The diamonds data set contains the prices and other attributes of almost 54,000 diamonds. The variables are as follows:

## Observations: 53,940
## Variables: 10
## $ carat   <dbl> 0.23, 0.21, 0.23, 0.29, 0.31, 0.24, 0.24, 0.26, 0.22, ...
## $ cut     <ord> Ideal, Premium, Good, Premium, Good, Very Good, Very G...
## $ color   <ord> E, E, E, I, J, J, I, H, E, H, J, J, F, J, E, E, I, J, ...
## $ clarity <ord> SI2, SI1, VS1, VS2, SI2, VVS2, VVS1, SI1, VS2, VS1, SI...
## $ depth   <dbl> 61.5, 59.8, 56.9, 62.4, 63.3, 62.8, 62.3, 61.9, 65.1, ...
## $ table   <dbl> 55, 61, 65, 58, 58, 57, 57, 55, 61, 61, 55, 56, 61, 54...
## $ price   <int> 326, 326, 327, 334, 335, 336, 336, 337, 337, 338, 339,...
## $ x       <dbl> 3.95, 3.89, 4.05, 4.20, 4.34, 3.94, 3.95, 4.07, 3.87, ...
## $ y       <dbl> 3.98, 3.84, 4.07, 4.23, 4.35, 3.96, 3.98, 4.11, 3.78, ...
## $ z       <dbl> 2.43, 2.31, 2.31, 2.63, 2.75, 2.48, 2.47, 2.53, 2.49, ...

Question: Predict the price of diamonds based on carot size.

Let's select training and test sets.

set.seed(2)
diamonds_train <- diamonds %>% 
  mutate(id = row_number()) %>% 
  sample_frac(size = 0.8)

diamonds_test <- diamonds %>% 
  mutate(id = row_number()) %>% 
  # return all rows from diamonds where there are not 
  # matching values in diamonds_train, keeping just 
  # columns from diamonds.
  anti_join(diamonds_train, by = 'id') 

• Now fit a regression model on diamonds_train.

mod_train <- lm(price ~ carat, data = diamonds_train)
mod_train_summ <- summary(mod_train)
mod_train_summ$r.squared

## [1] 0.848017

• Evaluate the prediction error using root mean square error using the training model on diamonds_test.

$$\text {RMSE}=\sqrt{\frac{1}{n}\sum_{i=1}^n (y_i - \hat y_i)^2}$$

• RMSE can be used to compare different sizes of data sets on an eual footing and the square root ensures that RMSE is on the same scale as $y$.

• Calculate RMSE using test and training data.

y_test <- diamonds_test$price
yhat_test <- predict(mod_train, newdata = diamonds_test)
n_test <- length(diamonds_test$price)

# test RMSE
rmse <- sqrt(sum((y_test - yhat_test)^2) / n_test)
rmse

## [1] 1553.208

y_train <- diamonds_train$price
yhat_train <- predict(mod_train, newdata = diamonds_train)
n_train <- length(diamonds_train$price)

# train RMSE
sqrt(sum((y_train - yhat_train)^2) / n_train)

## [1] 1547.402

We will add other variables to the regression model to investigate if we can decrease the prediction error.

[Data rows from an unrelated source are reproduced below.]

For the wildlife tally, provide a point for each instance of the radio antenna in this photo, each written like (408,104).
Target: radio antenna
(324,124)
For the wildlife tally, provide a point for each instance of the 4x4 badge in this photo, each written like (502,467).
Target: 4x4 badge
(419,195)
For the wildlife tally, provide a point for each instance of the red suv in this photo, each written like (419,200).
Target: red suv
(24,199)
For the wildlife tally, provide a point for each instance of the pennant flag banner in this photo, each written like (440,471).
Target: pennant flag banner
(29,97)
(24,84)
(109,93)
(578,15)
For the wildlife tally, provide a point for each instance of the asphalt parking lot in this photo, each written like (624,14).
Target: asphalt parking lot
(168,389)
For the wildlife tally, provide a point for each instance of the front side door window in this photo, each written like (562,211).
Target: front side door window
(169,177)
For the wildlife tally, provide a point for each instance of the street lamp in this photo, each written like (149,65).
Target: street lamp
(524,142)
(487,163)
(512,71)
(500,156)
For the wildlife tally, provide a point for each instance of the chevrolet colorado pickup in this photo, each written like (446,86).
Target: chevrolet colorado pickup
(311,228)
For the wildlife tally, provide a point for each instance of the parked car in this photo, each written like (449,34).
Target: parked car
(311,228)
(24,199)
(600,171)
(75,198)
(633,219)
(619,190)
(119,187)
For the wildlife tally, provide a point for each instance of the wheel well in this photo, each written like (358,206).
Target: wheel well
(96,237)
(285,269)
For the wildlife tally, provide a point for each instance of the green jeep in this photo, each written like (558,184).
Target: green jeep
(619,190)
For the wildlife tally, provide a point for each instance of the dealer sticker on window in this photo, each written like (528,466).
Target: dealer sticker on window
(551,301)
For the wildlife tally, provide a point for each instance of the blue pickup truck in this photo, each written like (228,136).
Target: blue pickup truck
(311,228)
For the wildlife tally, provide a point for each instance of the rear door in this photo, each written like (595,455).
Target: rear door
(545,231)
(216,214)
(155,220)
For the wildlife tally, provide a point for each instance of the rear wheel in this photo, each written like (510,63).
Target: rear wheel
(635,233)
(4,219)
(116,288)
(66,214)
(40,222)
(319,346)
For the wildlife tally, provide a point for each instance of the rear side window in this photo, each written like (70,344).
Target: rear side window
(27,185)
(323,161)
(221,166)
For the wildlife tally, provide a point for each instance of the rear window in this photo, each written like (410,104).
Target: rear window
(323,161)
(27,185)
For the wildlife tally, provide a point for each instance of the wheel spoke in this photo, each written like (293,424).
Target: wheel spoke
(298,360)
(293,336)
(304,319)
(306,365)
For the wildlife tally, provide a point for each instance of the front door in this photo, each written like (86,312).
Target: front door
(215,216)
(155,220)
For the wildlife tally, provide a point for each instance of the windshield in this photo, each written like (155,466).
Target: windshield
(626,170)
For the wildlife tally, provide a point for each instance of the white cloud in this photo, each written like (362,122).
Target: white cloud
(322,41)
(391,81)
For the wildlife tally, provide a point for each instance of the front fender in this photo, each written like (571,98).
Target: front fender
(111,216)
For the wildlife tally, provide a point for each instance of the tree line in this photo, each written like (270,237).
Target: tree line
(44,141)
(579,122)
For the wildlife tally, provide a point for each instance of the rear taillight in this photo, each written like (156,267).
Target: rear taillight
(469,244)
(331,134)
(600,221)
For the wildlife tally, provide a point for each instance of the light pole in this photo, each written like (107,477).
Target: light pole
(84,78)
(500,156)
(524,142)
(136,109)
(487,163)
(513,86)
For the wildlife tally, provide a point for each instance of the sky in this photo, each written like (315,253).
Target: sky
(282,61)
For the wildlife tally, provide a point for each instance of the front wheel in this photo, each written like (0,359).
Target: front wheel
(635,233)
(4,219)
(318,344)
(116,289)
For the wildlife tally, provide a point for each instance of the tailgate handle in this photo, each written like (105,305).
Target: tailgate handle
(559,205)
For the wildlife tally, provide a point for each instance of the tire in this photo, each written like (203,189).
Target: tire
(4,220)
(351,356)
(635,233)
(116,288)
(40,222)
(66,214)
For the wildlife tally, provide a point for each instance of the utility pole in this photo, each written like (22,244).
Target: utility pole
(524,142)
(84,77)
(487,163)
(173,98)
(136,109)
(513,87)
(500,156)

mrmod_train <- lm(price ~ carat + cut + color + clarity, data = diamonds_train)
mrmod_train_summ <- summary(mrmod_train)
mrmod_train_summ$r.squared

## [1] 0.9152898

y_test <- diamonds_test$price
yhat_test <- predict(mrmod_train, newdata = diamonds_test)
n_test <- length(diamonds_test$price)
mr_rmse <- sqrt(sum((y_test - yhat_test)^2) / n_test)
mr_rmse

## [1] 1149.881

• The simple linear regression model had $R^2=$ 0.848017 and RMSE = 1553.2083635.